The KNC method is based on two judgment scores, wherein the first judgment score is a main judgment condition, the second judgment score is a secondary judgment condition, each time, an uncovered node which meets the highest judgment score and the highest judgment score is selected as a seed node, and after each round of node selection, the direct neighbor node is covered to dispersedly select the nodes, so that the propagation influence is maximized. The invention mainly describes a KVOTERank method which is a sub-method of the KNC method.

VoteRank centrality does not consider local information of nodes, differences of neighbor nodes, and position information of the nodes.
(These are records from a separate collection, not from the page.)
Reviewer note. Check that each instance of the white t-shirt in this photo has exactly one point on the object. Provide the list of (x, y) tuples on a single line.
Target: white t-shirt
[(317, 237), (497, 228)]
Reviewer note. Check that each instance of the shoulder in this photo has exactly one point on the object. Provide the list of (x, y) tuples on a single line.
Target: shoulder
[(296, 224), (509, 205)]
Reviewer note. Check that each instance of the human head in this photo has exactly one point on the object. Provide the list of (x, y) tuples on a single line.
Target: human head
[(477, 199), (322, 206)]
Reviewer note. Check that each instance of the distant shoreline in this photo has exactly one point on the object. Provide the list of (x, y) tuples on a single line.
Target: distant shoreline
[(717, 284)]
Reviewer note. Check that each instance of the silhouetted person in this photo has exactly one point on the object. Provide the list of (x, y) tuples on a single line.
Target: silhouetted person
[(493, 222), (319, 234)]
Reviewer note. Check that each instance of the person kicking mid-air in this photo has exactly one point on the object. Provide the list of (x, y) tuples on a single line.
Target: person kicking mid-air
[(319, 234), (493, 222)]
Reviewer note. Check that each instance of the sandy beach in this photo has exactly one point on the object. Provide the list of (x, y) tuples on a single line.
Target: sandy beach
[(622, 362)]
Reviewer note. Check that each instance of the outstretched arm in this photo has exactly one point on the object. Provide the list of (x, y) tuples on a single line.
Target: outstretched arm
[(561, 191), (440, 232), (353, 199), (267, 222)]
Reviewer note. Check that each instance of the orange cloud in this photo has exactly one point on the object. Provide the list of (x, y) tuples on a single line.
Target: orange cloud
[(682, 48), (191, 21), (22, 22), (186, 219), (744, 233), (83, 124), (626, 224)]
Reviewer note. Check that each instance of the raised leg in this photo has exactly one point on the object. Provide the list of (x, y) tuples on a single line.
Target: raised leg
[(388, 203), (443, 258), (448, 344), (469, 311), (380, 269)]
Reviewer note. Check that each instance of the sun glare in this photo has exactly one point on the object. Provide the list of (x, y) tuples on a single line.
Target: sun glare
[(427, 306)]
Inspired by the core coverage algorithm (Core Cover Algorithm, CCA), the proposed kvaterank algorithm considers the most popular (i.e. the most volterank-valued) nodes located at the network core location to have a greater propagation impact. Nodes located in the core of the network have a greater impact even though the VoteRank value is smaller. The kvaterank algorithm procedure is presented herein. The KVOTERank algorithm execution process is divided into 4 stages:

stage 1: and calculating the k-shell value of each node according to a k-shell decomposition method, and arranging the k-shell values in descending order.

Stage 2: and calculating the voting score of each node according to the VoteRank algorithm for the same k-shell value, and arranging the voting scores in descending order.

Stage 3: and selecting the node with the highest VoteRank value, and covering the node and the neighbor nodes thereof. If there are multiple nodes with the same VoteRank value in the same shell, one node is randomly selected.

Stage 4: and (3) repeating the step (3) until the number of the selected nodes meets the set number requirement.

The algorithm can solve the problem that the k-shell decomposition method cannot distinguish the influence of the same shell node, and the nodes of the same shell are distinguished according to the voting scores of the nodes. In order to avoid overlapping of the impact ranges, the seed node is selected in a decentralized manner in stage 3 of the proposed algorithm, i.e. after each selection of the seed node, the node and its immediate neighbors are covered. The kvaterank algorithm description is shown in algorithm 1.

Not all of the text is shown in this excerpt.